OpenWIS / openwis

http://openwis.github.io/openwis
GNU General Public License v3.0
11 stars 15 forks source link

Various bugs in the OAI-PMH harvester #239

Open lmika-bom opened 7 years ago

lmika-bom commented 7 years ago

There are various bugs in the OAI-PMH harvesting client in OpenWIS 3.x which makes it impossible to harvest metadata from a HTTPS endpoint. This came to light with the switch-over to HTTPS only harvesting from GISC Exeter.

The bugs are located in the "oaipmh" project:

  1. In "Transport.java", the HTTP client is configured to form a cleartext HTTP connection regardless of the URL scheme taken from the harvesting configuration.
  2. In the same file, the HTTP client is not configured to follow redirects.
  3. The OAI-PMH harvester does not take into account the default HTTPS port number. When a harvester is configured with a "https" URL, the HTTP client is still configured to connect via port 80, instead of 443.
lmika-bom commented 7 years ago

The hint for bug 1 is "Transport.java" line 244. The call to config.setHost() hard-codes the scheme to "http" instead of pick up the scheme from the URL. The fix for bug 2 regarding redirects could probably be fixed by looking at the Javadoc of Apache commons HttpClient version 3.0.1 (which differs from the latest version).
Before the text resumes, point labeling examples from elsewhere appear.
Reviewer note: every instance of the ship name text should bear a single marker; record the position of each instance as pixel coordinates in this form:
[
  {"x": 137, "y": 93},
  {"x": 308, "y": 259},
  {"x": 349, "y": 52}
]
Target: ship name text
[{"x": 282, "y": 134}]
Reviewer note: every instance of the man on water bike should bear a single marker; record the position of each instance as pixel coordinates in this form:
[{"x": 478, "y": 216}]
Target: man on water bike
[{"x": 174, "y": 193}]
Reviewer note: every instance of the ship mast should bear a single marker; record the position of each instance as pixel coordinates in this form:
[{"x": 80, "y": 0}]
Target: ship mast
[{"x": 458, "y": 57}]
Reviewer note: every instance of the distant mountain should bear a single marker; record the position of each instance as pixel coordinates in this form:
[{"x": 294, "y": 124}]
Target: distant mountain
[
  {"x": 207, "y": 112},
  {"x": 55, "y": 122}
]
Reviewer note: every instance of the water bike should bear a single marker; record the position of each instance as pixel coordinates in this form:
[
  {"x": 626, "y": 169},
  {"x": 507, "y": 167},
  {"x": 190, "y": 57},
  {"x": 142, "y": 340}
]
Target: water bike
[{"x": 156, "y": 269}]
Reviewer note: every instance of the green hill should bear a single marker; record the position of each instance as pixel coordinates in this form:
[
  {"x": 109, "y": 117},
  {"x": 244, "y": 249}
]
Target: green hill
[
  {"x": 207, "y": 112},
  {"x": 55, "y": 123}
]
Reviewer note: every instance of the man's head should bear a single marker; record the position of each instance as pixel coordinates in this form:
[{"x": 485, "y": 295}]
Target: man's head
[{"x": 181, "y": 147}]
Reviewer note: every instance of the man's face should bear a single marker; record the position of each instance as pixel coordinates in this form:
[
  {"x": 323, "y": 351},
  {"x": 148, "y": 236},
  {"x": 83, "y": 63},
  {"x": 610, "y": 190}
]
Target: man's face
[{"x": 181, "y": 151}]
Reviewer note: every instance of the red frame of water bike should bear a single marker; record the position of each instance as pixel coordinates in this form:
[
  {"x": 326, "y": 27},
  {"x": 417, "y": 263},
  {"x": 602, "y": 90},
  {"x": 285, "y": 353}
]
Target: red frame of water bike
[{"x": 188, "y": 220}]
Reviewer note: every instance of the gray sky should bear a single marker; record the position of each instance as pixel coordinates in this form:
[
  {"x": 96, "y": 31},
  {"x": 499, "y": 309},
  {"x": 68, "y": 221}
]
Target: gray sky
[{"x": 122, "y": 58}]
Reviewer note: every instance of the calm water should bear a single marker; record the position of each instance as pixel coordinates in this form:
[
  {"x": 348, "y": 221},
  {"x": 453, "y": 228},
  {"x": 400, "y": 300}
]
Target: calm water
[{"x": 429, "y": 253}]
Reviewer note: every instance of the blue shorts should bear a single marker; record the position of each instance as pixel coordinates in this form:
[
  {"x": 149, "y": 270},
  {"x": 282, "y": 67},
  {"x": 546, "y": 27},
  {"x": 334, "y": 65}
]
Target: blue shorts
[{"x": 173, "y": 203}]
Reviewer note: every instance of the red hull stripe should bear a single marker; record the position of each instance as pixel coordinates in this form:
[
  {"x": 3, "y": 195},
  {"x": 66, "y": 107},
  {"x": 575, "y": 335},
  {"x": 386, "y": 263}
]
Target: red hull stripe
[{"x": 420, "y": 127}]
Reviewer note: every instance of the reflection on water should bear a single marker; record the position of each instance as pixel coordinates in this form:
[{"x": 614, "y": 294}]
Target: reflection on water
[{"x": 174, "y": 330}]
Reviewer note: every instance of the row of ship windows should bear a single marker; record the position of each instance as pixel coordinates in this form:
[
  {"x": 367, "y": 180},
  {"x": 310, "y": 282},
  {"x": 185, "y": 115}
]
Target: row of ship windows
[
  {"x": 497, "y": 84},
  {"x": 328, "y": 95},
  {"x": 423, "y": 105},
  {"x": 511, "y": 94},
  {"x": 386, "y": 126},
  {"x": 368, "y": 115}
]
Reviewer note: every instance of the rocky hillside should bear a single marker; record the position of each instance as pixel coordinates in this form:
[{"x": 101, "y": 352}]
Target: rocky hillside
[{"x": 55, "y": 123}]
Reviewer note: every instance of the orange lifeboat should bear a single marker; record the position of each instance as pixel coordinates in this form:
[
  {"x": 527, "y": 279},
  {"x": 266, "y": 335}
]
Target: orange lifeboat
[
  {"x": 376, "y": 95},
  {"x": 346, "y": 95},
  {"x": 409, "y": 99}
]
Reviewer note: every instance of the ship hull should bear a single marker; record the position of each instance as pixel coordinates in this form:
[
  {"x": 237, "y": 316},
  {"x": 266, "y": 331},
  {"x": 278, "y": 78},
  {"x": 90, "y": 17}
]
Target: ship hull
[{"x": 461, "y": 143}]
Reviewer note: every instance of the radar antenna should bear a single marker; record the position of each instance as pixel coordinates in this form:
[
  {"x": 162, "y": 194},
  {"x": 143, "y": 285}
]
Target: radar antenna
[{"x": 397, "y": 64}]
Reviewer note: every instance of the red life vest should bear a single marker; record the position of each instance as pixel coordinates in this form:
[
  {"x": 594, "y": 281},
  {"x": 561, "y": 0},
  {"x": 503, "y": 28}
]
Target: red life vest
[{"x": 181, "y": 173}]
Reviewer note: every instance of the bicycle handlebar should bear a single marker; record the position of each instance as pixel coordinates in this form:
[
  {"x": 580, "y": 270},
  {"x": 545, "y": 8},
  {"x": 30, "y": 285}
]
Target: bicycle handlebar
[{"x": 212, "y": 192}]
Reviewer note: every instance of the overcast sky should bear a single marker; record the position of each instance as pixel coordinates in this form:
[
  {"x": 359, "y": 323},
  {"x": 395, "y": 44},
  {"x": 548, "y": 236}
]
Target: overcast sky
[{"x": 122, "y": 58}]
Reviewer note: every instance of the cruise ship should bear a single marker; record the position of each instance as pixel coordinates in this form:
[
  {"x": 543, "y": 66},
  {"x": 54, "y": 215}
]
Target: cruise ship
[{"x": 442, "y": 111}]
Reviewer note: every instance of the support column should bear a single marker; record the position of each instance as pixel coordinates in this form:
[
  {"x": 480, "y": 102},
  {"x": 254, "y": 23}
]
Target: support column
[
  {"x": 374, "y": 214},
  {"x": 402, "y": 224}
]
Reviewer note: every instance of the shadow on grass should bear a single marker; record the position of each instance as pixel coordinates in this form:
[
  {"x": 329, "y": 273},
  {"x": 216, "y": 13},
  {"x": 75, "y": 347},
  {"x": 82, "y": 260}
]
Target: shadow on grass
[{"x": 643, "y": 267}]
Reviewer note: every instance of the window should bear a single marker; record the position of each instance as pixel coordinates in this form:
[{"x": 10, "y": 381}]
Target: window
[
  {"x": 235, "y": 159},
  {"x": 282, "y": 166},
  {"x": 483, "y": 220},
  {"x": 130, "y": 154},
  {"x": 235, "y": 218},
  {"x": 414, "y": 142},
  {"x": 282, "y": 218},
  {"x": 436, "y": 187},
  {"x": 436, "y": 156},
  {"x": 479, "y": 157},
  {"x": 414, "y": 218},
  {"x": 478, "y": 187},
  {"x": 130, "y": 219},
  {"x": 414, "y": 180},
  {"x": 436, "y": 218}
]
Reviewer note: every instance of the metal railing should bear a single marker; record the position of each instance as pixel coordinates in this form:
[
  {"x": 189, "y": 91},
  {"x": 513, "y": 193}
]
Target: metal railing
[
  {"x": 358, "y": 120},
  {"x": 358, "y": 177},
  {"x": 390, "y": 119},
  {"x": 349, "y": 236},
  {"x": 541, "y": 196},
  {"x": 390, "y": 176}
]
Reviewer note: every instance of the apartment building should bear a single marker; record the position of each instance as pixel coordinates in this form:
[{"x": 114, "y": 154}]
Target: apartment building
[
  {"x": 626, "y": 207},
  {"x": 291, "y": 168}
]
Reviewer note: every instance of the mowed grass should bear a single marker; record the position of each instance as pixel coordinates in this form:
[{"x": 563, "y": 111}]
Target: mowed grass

lmika-bom commented 7 years ago

After investigating bug 2 a little more, not following redirects for POST messages is actually a design decision by the HTTP client used (RFC 2616 is referenced). Therefore, POST redirects may need to be handled manually (or not at all).

ywang-bom commented 7 years ago

Or maybe the OAI-PMH requests should use GET instead of POST. Though the OAI-PMH Spec does not dictate the HTTP method, it feels more appropriate to use GET.

lmika-bom commented 7 years ago

The Transport class does support either GET or POST, with POST being the default. There is also a public method to change the HTTP method, but it doesn't look to be used. I can change the default to GET and see if this would cause any problems.

lmika-bom commented 7 years ago

Initial PR containing fixes for 1 and 3. Will wait for a discussion of the use of GET and POST before fixing 2.

lmika-bom commented 7 years ago

Point 2 is the only thing keeping this issue open. If we don't want to do this, this issue can be closed.

jude2018 commented 6 years ago

@tg4444 . A query from the PMC meeting in Helsinkini - Has this been resolved in v3.14?

woollattd commented 6 years ago

I'm not aware that 'Point 2' has been addressed.

tg4444 commented 6 years ago

@jude2018, No relevant pull requests have been merged since the time @lmika-bom's fix was merged. As a result, 'Point 2' has not been addressed.